Generally, a clinical trial begins at recruitment, but the definitive start varies depending on trial design. In the case of B, the trial would have started with clearance to recruit the first patient in ICU, ER, or elsewhere in a hospital setting. So, the start of the trial might be the same day as the final walk-through and final staff checklist/training for procedure according to protocol. That would all have happened on Dec 17, according to the board discussion these past 24 hours.
But, also, one must keep in mind differences between US and Russian systems for drug approval. The start of the trial would be under stricter guidelines in the US. This would easily account for a one month delay to January. However, the start of the trial would be under similar criteria, and begin at the first recruitment.

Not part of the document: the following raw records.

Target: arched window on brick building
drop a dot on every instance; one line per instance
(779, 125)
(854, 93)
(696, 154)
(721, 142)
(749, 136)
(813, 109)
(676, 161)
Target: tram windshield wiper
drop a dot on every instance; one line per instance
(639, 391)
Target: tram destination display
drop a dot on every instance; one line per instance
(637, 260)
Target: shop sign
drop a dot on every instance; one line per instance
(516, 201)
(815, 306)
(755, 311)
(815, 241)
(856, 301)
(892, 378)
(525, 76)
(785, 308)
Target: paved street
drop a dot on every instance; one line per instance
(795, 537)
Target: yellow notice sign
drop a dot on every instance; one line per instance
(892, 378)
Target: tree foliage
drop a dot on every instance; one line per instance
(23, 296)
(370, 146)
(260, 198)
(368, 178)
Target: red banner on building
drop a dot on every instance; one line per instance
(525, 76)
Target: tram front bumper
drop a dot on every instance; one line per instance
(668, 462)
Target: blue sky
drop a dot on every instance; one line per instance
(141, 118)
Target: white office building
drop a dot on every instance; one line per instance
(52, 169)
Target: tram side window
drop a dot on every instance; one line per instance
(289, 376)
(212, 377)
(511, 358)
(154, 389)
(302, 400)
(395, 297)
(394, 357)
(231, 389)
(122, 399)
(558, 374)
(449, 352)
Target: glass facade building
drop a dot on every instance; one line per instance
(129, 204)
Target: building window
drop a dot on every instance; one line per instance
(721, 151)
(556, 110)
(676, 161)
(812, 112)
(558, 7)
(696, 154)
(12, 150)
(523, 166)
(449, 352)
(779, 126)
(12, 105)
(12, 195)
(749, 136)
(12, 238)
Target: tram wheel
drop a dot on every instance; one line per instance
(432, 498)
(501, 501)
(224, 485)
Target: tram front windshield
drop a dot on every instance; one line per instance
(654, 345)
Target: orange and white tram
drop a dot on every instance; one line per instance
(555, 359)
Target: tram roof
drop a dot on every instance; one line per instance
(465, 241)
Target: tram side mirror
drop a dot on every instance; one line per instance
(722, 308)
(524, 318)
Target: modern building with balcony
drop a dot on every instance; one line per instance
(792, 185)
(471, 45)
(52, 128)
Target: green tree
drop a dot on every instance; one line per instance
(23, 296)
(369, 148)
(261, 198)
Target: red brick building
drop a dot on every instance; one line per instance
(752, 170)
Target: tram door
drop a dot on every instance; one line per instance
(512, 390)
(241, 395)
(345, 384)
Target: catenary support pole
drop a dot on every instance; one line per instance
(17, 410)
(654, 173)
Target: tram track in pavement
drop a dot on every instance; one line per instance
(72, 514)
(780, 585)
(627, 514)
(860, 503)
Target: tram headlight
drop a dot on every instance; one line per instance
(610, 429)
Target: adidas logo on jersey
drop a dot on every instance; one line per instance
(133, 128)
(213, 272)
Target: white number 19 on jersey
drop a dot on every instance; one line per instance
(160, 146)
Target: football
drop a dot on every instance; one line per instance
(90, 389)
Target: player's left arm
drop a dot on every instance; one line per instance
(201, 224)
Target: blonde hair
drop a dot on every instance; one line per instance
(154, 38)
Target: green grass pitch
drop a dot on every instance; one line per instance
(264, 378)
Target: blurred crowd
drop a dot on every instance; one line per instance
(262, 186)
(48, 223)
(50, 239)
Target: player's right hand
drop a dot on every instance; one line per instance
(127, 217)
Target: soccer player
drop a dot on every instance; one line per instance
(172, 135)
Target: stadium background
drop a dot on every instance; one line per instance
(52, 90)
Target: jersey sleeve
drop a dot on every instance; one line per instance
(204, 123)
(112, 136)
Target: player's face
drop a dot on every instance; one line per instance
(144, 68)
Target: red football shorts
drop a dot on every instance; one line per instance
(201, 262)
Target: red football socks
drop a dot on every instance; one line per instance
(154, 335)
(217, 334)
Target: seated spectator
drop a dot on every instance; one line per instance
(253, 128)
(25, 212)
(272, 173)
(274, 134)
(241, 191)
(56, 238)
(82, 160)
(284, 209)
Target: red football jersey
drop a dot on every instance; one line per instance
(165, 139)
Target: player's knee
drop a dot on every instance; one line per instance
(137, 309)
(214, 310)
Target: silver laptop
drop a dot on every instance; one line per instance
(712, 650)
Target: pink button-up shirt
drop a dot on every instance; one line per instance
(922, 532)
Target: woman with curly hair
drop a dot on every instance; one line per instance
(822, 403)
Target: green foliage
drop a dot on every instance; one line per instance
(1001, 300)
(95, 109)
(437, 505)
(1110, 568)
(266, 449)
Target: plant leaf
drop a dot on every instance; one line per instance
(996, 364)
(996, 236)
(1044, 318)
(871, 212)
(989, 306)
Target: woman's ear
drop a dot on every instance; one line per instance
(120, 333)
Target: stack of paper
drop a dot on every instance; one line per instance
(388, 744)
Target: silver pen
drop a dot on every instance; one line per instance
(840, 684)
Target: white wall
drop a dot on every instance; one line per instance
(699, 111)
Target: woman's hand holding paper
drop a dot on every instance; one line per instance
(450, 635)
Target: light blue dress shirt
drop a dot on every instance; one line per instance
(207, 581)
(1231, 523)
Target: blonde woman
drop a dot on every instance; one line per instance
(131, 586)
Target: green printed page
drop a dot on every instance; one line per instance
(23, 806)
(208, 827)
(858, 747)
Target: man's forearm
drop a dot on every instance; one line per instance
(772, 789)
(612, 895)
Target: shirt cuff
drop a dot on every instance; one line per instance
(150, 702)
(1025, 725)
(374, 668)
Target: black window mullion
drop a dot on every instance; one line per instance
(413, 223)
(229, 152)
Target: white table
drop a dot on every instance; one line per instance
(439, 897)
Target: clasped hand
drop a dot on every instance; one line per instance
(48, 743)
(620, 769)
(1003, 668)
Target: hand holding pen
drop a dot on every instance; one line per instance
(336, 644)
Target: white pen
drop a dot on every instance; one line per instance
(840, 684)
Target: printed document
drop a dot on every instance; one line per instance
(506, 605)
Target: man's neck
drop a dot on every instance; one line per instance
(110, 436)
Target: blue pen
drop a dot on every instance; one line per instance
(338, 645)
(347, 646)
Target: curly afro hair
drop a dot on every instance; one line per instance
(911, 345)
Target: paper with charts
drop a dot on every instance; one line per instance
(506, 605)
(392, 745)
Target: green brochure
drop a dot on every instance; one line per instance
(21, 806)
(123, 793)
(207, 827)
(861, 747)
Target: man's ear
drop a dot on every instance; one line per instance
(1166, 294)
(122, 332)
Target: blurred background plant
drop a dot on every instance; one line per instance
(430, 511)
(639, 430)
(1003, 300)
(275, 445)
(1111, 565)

Thanks. Seemed a high concentration to me, but your numbers put it in the ballpark for safe and effective dose.
“By that math the Russian patients could have been treated and had their endpoints
determined already. Is that what you think?”
Yes, that’s what I think.
50mg/ml seems too concentrated. The most successful of the phase 2b ABSSSI trial was dosed at .8 mg/kg. So, I think there is a problem in the translation from Russian to English, or who knows?
Everyone is missing the point of this trial. This isn’t an advertise for enrollment clinical trial. Enrollees don’t just show up sick after enrolling and participate at a clinical site.
These are ER patients at hospitals who are then asked if they want to take an experimental drug for Covid-19. If yes, the screening is quick following confirmation of SARS-CoV-2 infection, and the first dose is administered within hours of hospital admission. Very few patients are going to turn down an experimental drug for a pathogen that had only a marginally effective drug, Remdesivir, as a treatment. A hundred patients could fully enroll and complete treatment in a week. Completion of the trial would be a month later.
2/21 is a Sunday. Monday, 2/22, would be the filing day.
Agree! Don’t bite the gap. Let it fill to .45, then buy like a mad man/woman.
Brilacidin’s method of action as defined by the Wiki entry: “Brilacidin is an antibiotic that works by disrupting bacterial cell membranes, mimicking defensins that play a role in innate immunity.”
The defensin mimetic (imitation of natural antimicrobiological molecules) also had anti-inflammatory properties, meaning it reduces swelling of tissues and membranes due to infection.